廃棄物処理法に基づく産業廃棄物処理施設の設置許可申請や変更許可申請、あるいは使用前検査を行う際には、処理能力算定根拠および現状構造を示す技術資料の整備が不可欠です。しかし、中古設備や海外製設備、改造履歴のある既存設備では、申請に必要な図面や設計計算書、騒音・振動のパワーレベルデータ等の資料が存在しないケースが多く見られます。
これらの技術的資料が揃わない設備は、車検証のない自動車みたいなもので、許可を受けて廃棄物処理に利用することができません。実機さえあれば、当社は許可申請手続に添付する技術的資料を作成いたします。
1.現地での実機寸法測定・処理能力測定
当社では、図面が存在しない導入済の産業廃棄物処理設備を対象に、現地での実機寸法測定を実施します。処理能力算定に必要となる外形寸法だけでなく、内部開口部寸法、容積、刃物形状、流路断面など、能力に直結する構造条件を精緻な実測により取得します。さらに、実機稼働による処理能力測定を行い、「投入物の性状」「投入量」「下流工程構成」など複数条件下でデータを取得します。現場のリアルな実測データを積み上げることで、行政説明の場でも耐え得る、客観的な処理能力算定根拠を構築します。

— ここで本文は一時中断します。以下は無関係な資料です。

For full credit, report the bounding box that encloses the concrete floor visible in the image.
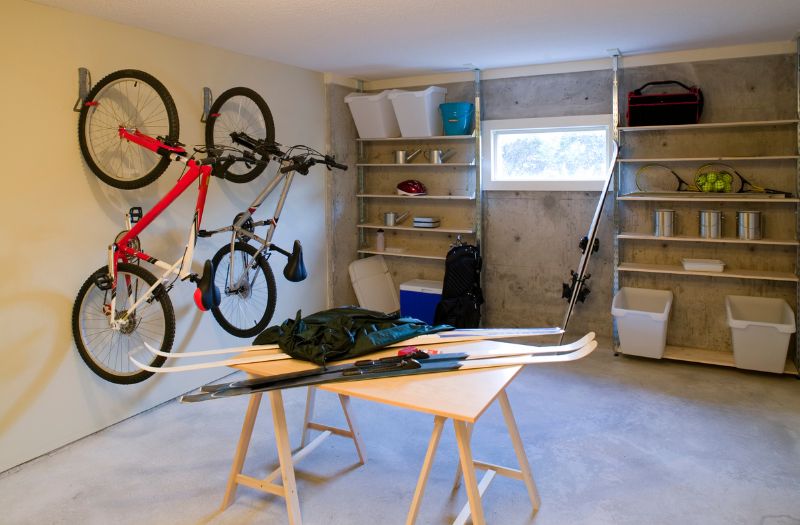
[0,345,800,525]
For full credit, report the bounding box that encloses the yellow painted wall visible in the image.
[0,0,326,471]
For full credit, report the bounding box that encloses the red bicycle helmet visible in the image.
[397,179,428,195]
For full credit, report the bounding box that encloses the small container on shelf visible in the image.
[375,229,386,252]
[344,89,400,139]
[681,259,725,272]
[389,86,447,137]
[653,210,675,237]
[439,102,475,135]
[699,210,725,239]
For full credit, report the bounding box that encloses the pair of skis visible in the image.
[561,141,619,340]
[134,328,562,374]
[180,332,597,403]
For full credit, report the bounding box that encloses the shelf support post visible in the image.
[608,49,622,352]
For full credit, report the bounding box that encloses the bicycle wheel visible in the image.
[72,263,175,384]
[211,242,277,337]
[206,87,275,184]
[78,69,180,190]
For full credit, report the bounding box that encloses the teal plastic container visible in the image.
[439,102,475,135]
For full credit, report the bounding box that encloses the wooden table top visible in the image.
[237,340,525,423]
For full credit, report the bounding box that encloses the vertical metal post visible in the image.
[356,80,367,257]
[474,69,485,250]
[794,33,800,372]
[611,49,622,352]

2.三次元CADによる設備図面・処理能力計算書の作成
現地で取得した設備寸法測定データおよび処理能力測定結果を基に、産業廃棄物処理設備の実測図面作成および処理能力計算を実施します。既存設備の許認可申請に向けた行政協議では、平面的な寸法整理だけでは不十分な場合があります。当社では三次元CAD(SolidWorks)により対象設備を立体的にモデル化し、実効断面積や内部容積、流路条件を正確に整理したうえで、実運用条件に基づく処理能力計算を行います。計算においては単一値ではなく、複数条件の測定結果を反映した「能力範囲」を算出することで、日次処理量および年次処理量を現実的な数値として整理します。作成する図面および処理能力計算書は、変更許可申請や使用許可申請における行政協議資料としてそのまま活用可能な形式で整備します。実測による図面整備と稼働データに基づく能力算定を一体で実施することにより、図面が存在しない導入済設備であっても、適法な許認可取得に必要な技術資料を再構築します。
3.騒音・振動のパワーレベルデータの実測
メーカーが機械の騒音・振動のパワーレベルを準備できなくても、当社(計量証明事業所)が実機のデータを測定し、許可申請や生活環境影響調査等のための予測評価に使用できるパワーレベルデータを作成いたします。